AutoRound is Intels advanced quantization algorithm designed for large language models(LLMs). It produces highly efficient INT2, INT3, INT4, INT8, MXFP8, MXFP4, NVFP4, and GGUF quantized models, balancing accuracy and inference performance. AutoRound is also part of the Intel® Neural Compressor. For a deeper introduction, see the AutoRound step-by-step guide.

Key Features

Superior Accuracy Delivers strong performance even at 23 bits example models

Fast Mixed Bits/Dtypes Scheme Generation Automatically configure in minutes

Support for exporting AutoRound, AutoAWQ, AutoGPTQ, and GGUF formats

10+ vision-language models (VLMs) are supported

Per-layer mixed-bit quantization for fine-grained control

RTN (Round-To-Nearest) mode for quick quantization with slight accuracy loss

Multiple quantization recipes: best, base, and light

Advanced utilities such as immediate packing and support for 10+ backends

Supported Recipes on Intel Platforms

On Intel platforms, AutoRound recipes are being enabled progressively by format and hardware.

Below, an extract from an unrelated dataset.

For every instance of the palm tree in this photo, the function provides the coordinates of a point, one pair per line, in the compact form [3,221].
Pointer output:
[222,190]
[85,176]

Currently, vLLM supports:

  • W4A16: weight-only, 4-bit weights with 16-bit activations
  • W8A16: weight-only, 8-bit weights with 16-bit activations

Additional recipes and formats will be supported in future releases.

Quantizing a Model

Installation

uv pip install auto-round

Quantize with CLI

auto-round \
    --model Qwen/Qwen3-0.6B \
    --scheme W4A16 \
    --format auto_round \
    --output_dir ./tmp_autoround

Quantize with Python API

from transformers import AutoModelForCausalLM, AutoTokenizer
from auto_round import AutoRound

model_name = "Qwen/Qwen3-0.6B"
autoround = AutoRound(model_name, scheme="W4A16")

# the best accuracy, 4-5X slower, low_gpu_mem_usage could save ~20G but ~30% slower
# autoround = AutoRound(model, tokenizer, nsamples=512, iters=1000, low_gpu_mem_usage=True, bits=bits, group_size=group_size, sym=sym)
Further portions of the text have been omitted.